Above, Blue Creek Mountain Prints found in the early to mid 1980s by Paul Freeman. They are sometimes called Dermal Prints because of the large amount of dermal ridges on them. Paul Freeman even seemed to have anticipated Grover Krantz when he named one of the “Bigfeet” making these tracks “Dermals.” It seems Krantz might have told Freeman beforehand that dermal ridges indicated a real foot. Freeman found over 30 prints, more than anybody else. These made most Bigfooters suspect these prints and Freeman. Hair found at the same sites was proven to be synthetic.
LEFT, the Indiana Print. Grover Krantz regarded this as best evidence for a Sasquatch east of the Rockies. It was merely made and shipped to Krantz in Washington State. The hoaxer, JW Parker, confessed just before Krantz’s first book hit the stands: BIG Foot-Prints, 1992. Parker made it with his own skin detail, used a walnut for the big toe and put in scars and toenails. All of this Krantz considered to be beyond hoaxers. It was this kind of detail that Krantz used to judge a print to be real or fake. His research was largely just limited to looking at plaster casts gratuitously sent or given to him.
The Neanderthal Foot.

During all this hooplah, a couple of prints turned up which did not get wide publicity. The first and most surprising was the one left, The Manitoba 1973 or The Pas Print. Found by conservational officer Utchmann. The toe line was eroded from the weather by the time he found it, but it clearly showed 4 toes. The heel is identical to the Ruby Creek Print.
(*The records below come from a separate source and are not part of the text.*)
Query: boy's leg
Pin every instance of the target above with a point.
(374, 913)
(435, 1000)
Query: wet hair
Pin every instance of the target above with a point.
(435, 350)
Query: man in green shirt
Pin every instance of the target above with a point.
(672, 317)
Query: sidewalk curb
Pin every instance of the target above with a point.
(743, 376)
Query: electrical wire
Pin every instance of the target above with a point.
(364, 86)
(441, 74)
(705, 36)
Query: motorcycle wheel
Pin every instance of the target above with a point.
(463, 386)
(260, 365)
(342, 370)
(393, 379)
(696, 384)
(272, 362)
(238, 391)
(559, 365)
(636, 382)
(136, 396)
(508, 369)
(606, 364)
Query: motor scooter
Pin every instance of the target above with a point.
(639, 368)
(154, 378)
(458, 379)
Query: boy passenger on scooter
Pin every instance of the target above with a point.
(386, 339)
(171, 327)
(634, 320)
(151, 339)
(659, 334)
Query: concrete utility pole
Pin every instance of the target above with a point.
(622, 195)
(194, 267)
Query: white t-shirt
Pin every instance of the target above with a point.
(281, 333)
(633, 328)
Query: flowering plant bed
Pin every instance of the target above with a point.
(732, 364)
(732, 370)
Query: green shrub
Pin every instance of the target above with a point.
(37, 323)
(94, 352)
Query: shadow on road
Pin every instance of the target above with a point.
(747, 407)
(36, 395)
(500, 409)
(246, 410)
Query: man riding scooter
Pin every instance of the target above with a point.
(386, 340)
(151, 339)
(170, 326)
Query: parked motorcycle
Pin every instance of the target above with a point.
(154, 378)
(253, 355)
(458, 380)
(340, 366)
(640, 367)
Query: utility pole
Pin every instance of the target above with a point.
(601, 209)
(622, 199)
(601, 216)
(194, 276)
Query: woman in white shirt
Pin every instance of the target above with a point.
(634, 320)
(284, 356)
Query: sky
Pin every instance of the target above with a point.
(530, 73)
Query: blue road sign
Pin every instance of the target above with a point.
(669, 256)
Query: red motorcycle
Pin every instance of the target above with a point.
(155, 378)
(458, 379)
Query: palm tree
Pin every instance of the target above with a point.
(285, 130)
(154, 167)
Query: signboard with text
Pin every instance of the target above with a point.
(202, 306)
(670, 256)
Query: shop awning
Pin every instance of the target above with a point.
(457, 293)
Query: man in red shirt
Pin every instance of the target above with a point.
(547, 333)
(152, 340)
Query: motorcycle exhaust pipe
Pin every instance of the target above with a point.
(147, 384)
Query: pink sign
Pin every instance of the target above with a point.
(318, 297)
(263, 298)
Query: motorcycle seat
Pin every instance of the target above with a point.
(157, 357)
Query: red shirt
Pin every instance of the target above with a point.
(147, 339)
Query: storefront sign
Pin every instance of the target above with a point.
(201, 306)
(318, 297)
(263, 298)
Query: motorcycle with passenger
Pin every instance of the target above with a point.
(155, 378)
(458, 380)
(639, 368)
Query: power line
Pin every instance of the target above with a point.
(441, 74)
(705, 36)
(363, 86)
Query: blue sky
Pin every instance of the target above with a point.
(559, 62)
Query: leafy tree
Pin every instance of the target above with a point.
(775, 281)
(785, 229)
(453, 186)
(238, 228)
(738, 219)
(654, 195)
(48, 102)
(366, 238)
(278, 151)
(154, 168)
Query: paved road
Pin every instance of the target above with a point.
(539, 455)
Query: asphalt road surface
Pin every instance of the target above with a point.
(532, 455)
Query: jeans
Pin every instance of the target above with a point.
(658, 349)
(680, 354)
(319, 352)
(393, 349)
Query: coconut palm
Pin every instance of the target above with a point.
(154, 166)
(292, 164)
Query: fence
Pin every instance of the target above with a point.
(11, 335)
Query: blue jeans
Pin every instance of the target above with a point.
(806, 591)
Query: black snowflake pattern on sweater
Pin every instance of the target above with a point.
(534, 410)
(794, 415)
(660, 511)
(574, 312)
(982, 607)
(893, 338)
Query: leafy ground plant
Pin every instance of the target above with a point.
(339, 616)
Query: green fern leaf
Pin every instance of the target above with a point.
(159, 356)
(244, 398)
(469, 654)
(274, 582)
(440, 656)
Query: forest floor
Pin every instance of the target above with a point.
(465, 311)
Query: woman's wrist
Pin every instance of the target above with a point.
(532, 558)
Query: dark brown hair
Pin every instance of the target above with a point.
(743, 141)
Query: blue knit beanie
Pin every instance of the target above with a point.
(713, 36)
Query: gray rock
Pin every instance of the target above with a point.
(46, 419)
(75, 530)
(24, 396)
It is 21 inches long. The toes are almost even across, and the heel narrows. Utchmann called it giant “human-like” and notified the Museum of Man. Two scientists investigated it.
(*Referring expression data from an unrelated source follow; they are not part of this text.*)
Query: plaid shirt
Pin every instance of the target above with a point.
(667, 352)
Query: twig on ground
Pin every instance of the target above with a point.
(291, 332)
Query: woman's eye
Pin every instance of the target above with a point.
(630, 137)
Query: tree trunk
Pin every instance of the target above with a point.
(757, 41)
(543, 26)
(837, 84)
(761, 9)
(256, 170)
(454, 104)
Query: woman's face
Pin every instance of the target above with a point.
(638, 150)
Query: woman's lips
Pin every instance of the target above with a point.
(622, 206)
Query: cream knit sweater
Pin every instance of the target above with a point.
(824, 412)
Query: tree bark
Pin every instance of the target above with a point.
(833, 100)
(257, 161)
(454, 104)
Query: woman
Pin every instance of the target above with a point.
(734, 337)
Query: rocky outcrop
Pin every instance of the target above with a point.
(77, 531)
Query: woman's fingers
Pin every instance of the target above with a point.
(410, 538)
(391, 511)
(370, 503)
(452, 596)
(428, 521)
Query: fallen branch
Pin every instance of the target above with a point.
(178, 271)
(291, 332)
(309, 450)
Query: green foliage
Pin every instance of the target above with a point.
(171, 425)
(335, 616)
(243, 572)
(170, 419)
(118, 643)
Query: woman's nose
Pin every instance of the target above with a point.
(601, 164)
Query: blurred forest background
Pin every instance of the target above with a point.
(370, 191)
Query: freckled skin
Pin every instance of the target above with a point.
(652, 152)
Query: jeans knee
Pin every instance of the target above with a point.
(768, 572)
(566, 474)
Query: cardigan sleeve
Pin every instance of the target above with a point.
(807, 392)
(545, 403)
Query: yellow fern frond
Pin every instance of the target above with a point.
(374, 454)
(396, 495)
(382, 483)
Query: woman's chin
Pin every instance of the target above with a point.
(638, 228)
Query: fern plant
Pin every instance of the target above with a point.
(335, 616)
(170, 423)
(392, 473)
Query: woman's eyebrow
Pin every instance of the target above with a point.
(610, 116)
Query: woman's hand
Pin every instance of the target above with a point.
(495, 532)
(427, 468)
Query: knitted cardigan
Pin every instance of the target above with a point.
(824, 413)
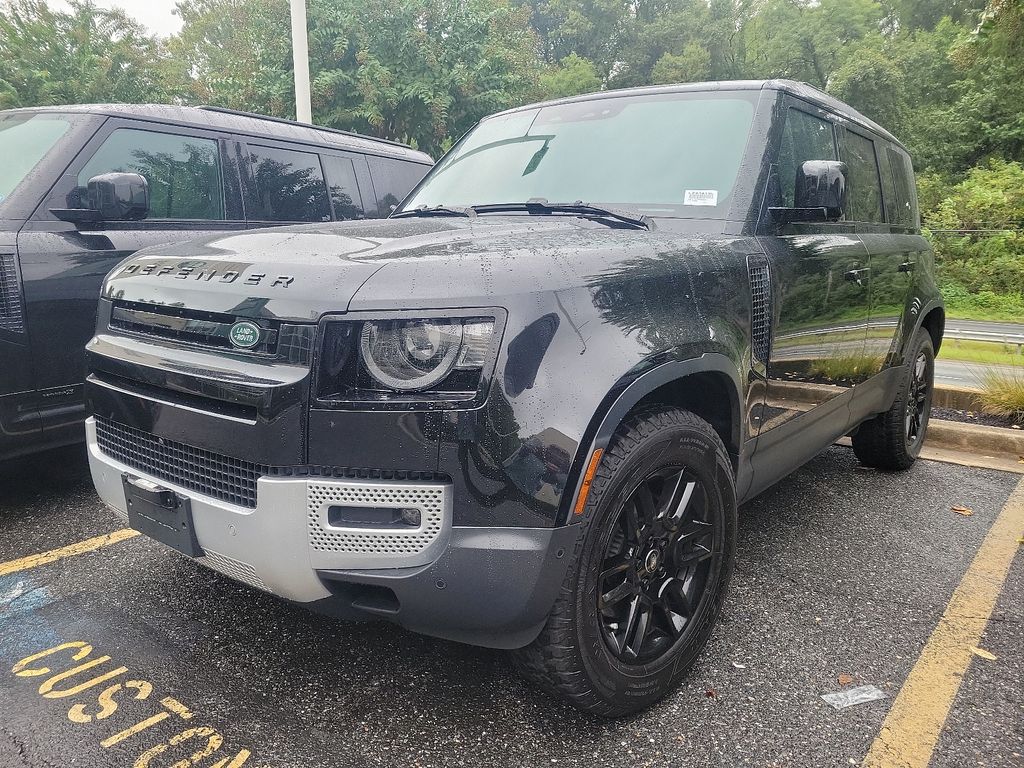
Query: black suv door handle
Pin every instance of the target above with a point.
(855, 275)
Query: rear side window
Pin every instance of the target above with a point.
(804, 137)
(344, 190)
(393, 180)
(865, 186)
(906, 195)
(183, 172)
(290, 185)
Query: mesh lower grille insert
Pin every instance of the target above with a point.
(223, 477)
(429, 500)
(760, 307)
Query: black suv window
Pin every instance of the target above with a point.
(290, 185)
(393, 180)
(865, 185)
(183, 172)
(343, 187)
(906, 202)
(804, 137)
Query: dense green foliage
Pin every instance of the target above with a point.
(946, 76)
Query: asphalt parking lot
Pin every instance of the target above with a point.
(841, 571)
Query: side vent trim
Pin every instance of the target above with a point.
(11, 316)
(761, 307)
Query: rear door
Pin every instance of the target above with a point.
(64, 265)
(892, 250)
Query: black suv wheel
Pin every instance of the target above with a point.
(893, 440)
(650, 569)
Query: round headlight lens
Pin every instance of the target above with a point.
(410, 355)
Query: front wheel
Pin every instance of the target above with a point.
(649, 571)
(893, 440)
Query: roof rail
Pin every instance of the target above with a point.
(286, 121)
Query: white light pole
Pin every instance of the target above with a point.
(300, 60)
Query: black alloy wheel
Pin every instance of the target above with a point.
(919, 401)
(656, 565)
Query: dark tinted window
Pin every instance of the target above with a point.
(289, 185)
(344, 190)
(183, 172)
(906, 195)
(864, 185)
(804, 137)
(393, 180)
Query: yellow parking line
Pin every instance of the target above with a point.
(88, 545)
(911, 729)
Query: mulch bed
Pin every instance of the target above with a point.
(974, 417)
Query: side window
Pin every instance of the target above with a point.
(865, 186)
(183, 172)
(343, 188)
(290, 185)
(393, 180)
(906, 195)
(804, 137)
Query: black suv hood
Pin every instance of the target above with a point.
(301, 272)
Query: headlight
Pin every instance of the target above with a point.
(413, 355)
(421, 359)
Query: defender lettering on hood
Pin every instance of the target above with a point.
(184, 270)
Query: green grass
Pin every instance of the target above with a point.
(845, 367)
(990, 352)
(1003, 393)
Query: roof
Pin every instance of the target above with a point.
(801, 90)
(246, 124)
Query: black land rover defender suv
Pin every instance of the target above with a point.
(83, 187)
(522, 411)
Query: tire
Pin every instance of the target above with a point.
(657, 610)
(893, 440)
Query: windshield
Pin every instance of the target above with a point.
(25, 139)
(660, 155)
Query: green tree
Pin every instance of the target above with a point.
(570, 76)
(236, 53)
(86, 54)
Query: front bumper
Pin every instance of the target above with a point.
(484, 586)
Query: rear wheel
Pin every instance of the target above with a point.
(650, 569)
(893, 440)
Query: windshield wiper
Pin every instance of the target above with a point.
(586, 210)
(434, 211)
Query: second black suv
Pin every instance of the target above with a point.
(521, 413)
(82, 187)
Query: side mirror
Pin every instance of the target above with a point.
(119, 197)
(820, 193)
(111, 197)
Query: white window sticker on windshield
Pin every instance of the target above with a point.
(700, 198)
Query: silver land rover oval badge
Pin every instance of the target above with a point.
(244, 335)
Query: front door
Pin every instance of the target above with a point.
(822, 290)
(64, 265)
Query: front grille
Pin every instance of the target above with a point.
(209, 330)
(223, 477)
(10, 296)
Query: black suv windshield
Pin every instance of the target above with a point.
(658, 154)
(25, 139)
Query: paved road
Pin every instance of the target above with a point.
(841, 570)
(983, 330)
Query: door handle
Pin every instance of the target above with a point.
(857, 275)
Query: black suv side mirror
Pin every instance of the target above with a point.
(119, 197)
(111, 197)
(820, 193)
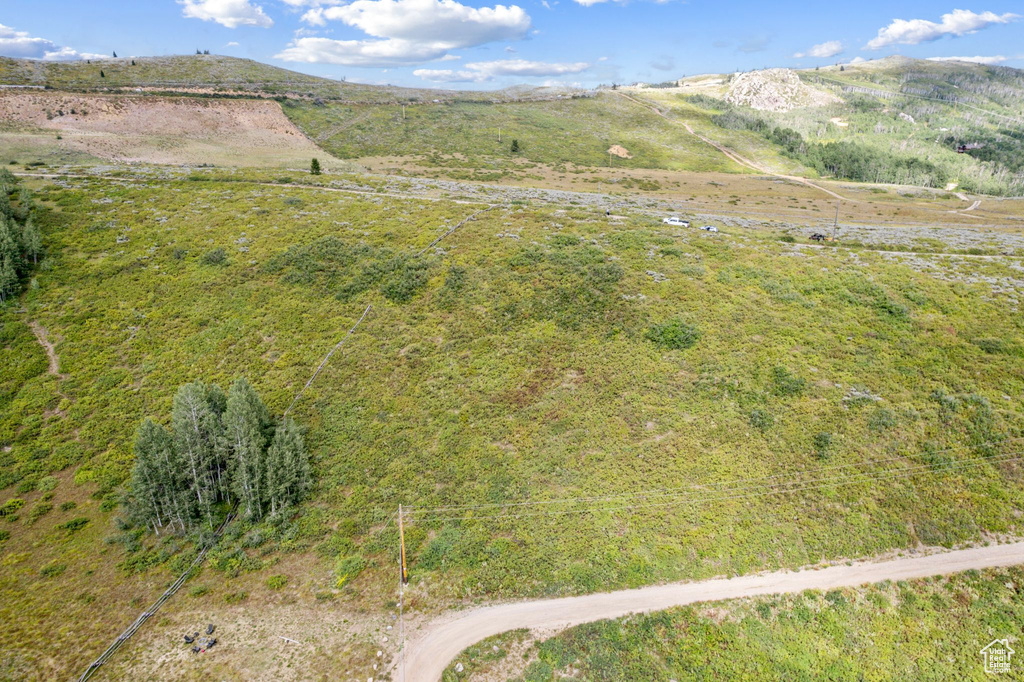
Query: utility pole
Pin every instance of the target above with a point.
(401, 542)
The Manitoba 1988 prints found by no less than the Royal Canadian Mountain Police in the boondocks 200 miles north of Winnipeg. They cut them out of the soft earth of a dirt road. The one, LEFT, of the left foot is the most distorted. But it nevertheless shows only 4 toes. The one furthest left, of the right foot, is best preserved at the heel, showing a narrow heel.
This fits the historical descriptions of a long foot, narrow in the heel, of immense size. In 1902 at Bannick County, Idaho, a giant “human monster” terrorized ice skaters. When the local men went to hunt it they found where it had stood overlooking the frozen lake. The footprints were 22 inches in length and 4-toed. This incident was reported in newspapers as far as Wilkesboro, North Carolina’s Chronicle, on February 5, 1902.
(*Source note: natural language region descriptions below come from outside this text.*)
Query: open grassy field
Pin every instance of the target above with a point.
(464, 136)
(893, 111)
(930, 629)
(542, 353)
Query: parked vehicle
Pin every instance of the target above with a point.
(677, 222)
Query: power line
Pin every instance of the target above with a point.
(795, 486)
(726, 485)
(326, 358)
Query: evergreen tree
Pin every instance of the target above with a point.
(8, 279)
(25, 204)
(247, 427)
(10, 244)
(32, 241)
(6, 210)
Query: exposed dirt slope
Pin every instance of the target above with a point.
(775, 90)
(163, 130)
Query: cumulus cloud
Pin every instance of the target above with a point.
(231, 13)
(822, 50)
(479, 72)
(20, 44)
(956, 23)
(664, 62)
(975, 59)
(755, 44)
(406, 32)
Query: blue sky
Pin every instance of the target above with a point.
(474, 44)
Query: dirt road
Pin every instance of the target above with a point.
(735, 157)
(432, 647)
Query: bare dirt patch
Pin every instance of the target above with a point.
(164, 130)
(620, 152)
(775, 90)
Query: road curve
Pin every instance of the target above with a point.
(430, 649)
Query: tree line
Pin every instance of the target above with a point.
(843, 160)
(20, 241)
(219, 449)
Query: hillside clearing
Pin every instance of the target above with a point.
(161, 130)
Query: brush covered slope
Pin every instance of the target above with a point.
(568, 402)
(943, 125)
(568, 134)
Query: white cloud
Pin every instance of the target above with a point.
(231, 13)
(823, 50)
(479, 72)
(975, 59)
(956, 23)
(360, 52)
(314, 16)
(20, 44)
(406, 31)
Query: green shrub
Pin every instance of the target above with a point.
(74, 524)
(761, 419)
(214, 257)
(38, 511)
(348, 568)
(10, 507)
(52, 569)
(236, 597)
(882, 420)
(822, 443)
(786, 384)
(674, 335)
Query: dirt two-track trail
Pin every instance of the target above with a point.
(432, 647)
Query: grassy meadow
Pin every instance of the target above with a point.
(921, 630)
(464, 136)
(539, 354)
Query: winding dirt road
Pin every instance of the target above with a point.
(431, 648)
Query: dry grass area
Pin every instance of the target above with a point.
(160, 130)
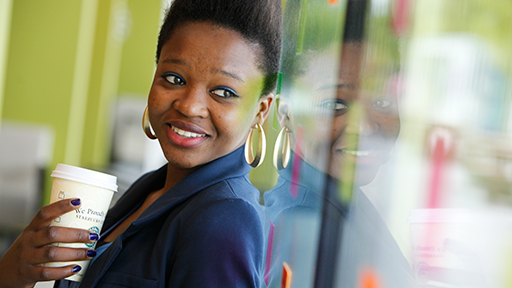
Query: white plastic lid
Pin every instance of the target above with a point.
(86, 176)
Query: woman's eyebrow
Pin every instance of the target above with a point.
(229, 74)
(175, 61)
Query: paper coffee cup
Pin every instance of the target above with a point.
(95, 190)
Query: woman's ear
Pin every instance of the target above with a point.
(264, 107)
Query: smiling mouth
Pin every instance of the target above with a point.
(186, 134)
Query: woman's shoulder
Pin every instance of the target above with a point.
(232, 192)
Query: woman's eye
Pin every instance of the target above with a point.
(334, 105)
(224, 93)
(382, 103)
(174, 79)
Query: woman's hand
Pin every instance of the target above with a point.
(23, 264)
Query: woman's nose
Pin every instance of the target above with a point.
(362, 125)
(192, 103)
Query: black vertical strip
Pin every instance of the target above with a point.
(334, 212)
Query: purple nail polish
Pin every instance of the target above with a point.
(93, 236)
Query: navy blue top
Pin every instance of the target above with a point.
(366, 240)
(206, 231)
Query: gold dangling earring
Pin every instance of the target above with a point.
(252, 160)
(282, 149)
(146, 126)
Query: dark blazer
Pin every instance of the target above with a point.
(206, 231)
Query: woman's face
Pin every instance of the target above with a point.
(205, 94)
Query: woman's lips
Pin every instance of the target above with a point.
(186, 135)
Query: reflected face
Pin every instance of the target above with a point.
(366, 122)
(205, 94)
(355, 126)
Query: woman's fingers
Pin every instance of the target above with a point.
(41, 273)
(55, 234)
(46, 214)
(59, 254)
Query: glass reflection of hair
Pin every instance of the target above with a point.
(196, 222)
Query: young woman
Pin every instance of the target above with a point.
(195, 222)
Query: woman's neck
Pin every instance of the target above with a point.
(175, 175)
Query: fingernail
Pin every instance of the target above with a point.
(93, 236)
(91, 253)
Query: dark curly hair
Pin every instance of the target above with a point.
(258, 21)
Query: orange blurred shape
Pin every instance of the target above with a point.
(286, 281)
(369, 279)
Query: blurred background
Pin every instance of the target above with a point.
(74, 78)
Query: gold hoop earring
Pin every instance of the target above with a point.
(146, 126)
(252, 160)
(282, 149)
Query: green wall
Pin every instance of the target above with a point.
(66, 62)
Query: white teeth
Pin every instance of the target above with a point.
(358, 153)
(186, 134)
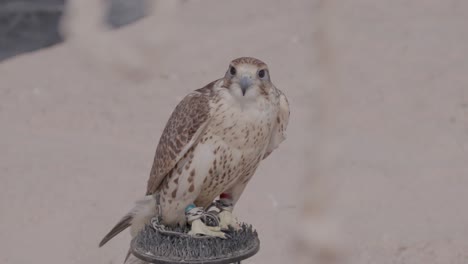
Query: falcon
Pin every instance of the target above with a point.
(210, 148)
Attempts to link any such “Bigfoot” or Sasquatch” to a primitive human troglodyte are ill informed at best. At left is the Neanderthal Foot, and BELOW is the Gool Foot of Eurasia. None of them bear any resemblance to Sasquatch or event the myriad of “Bigfoot” prints which began after the popularity of Cine du Yeti in 1958 Bluff Creek.
The Ruby Creek Print does indicate that the Sasquatch does exist. The 4-toed Skoocoom Print also indicates that the Skoocoom also exists. Both are almost completely unknown because their real attributes and appearance have been hidden behind the froth of grandstanders and publicity seekers.
What is terribly bizarre is that amongst those who consider themselves the scientific investigators, Bigfoot, Sasquatch and Yeti are lumped together as the same thing. Has any ever examined the actual data? Crypto-zoology must start anew, with a new dossier, in order to find the real and not the fabulous.
FOOT PRINT COMPARISONS




One other Eurasian print bears mention. It is the McNeely 1972 Print. There is said to live a manlike creature in parts of Russia, Mongolia, and the Pamirs that is below the average human height, has a very thick jaw and human-like teeth. It is called the Almas by the Mongolians and the Almista by the Russians. Russian zoologist Vasili Khakhlov investigated them in the early 20th century. He put together a description that included a wide paw-like foot with the large toe shorter and offset from the others. This seems a fairly apt description of the McNeely Print of 1972. The Almas is the only creature that is portrayed in ancient Tibetan medical books.